Plot of WQI, CCME-WQI and CPI showing seasonal variations during both study years *showing values for 2nd year

Table 4 Seasonal water quality status of Sukhna Lake according to WQI, CCME-WQI and CPI during both study years

CCME-WQI

According to CCME-WQI (52.45 – 81.61) (Fig. 3 and Table 4), the water quality of Sukhna Lake falls between marginal to good category. The winter season was found having marginal water quality during both years. Rainy seasons were again found in better condition as compared to dry ones. The values of CCME-WQI in both years indicated better status of water quality in 2016–17 as compared to 2017–18. Usman et al. (2018) also used CCME-WQI and reported marginal water quality in urban lakes of Mumbai. Shizi et al. (2016) also assessed the water quality of Kavvayi Lake of Kerala using CCME-WQI and found poor quality in the lake.

CPI

The value of CPI ranged between (0.47–0.7) reflects that the water quality of Sukhna Lake falls under fair category throughout the study period. The highest CPI value was recorded during the winter season in both the study years; hence, the poorest water quality of all seasons and same was reported by Wu et al. (2017). The higher CPI values in 2017–18 showed better water quality existed in 2016–17 (Fig. 3 and Table 4).

Conclusion

The present study gave an overview on water quality status of Sukhna Lake which falls under National Lake Conservation Plan (NLCP). The highlights of the undertaken study are as follows:

  • A of variations exists seasonally in the water quality of the lake during the span of two years.

  • Though the water quality parameters were found within the permissible ranges but in much higher concentrations in comparison with earlier studies undertaken on the Sukhna Lake. Increasing hardness and alkalinity of the water in the lake were found as determining parameters altering the water quality. Dissolved oxygen was found as a determinant having positive impact on water quality. Lake was found alkaline in nature.

  • The use of various water quality indices for the assessment of temporal variations in the surface water quality of Sukhna Lake were found satisfactory. The values of different WQIs revealed that the present status of the lake is not very pleasing and ranged between marginal to fair category.

  • The water quality was found better during the rainy and post rainy season in comparison with dry ones (winter and summer). Water quality was found improving with more rainfall and artificial recharging of the lake in 2016–17.

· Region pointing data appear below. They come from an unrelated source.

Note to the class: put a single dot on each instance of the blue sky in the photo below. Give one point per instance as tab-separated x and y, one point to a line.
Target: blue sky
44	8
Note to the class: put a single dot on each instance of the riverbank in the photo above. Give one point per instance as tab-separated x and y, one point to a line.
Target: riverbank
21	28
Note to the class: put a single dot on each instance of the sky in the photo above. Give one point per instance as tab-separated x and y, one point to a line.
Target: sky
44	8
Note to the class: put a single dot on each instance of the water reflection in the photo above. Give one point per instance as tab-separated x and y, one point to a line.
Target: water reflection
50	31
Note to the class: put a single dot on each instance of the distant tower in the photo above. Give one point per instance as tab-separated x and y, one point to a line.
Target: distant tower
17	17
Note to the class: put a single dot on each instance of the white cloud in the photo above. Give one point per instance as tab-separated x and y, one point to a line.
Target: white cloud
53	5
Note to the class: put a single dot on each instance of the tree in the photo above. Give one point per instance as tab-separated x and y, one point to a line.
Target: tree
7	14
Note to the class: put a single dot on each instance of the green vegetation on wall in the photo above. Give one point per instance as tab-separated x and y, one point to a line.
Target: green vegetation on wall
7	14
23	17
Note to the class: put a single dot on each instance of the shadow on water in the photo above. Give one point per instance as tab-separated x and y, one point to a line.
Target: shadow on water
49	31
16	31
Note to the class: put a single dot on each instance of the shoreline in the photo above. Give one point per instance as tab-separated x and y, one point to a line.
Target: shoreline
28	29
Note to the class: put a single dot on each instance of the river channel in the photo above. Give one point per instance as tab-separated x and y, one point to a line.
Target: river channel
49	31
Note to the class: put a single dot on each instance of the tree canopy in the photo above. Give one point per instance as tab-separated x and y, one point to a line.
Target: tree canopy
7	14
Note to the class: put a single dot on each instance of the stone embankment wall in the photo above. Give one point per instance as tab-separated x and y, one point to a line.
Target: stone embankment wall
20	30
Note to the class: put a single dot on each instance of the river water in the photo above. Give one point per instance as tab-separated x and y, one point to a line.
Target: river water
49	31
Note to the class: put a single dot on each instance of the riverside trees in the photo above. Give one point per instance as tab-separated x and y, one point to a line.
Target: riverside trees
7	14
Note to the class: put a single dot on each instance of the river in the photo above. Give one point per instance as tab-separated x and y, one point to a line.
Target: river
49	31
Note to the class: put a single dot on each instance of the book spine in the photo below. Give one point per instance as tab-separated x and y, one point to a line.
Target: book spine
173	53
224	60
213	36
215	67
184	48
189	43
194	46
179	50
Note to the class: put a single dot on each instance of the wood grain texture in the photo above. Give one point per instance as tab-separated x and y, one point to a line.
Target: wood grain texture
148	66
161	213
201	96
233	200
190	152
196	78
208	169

  • The main source of pollution in Sukhna Lake is the inflow of untreated sewage from the adjacent human habitats via various nallahs and choes along with regular siltation from its catchment areas.

  • It is recommended that regular monitoring of the lake, de-weeding and desilting is the necessity of time to maintain its aesthetic value and protect the lake from any further degradation.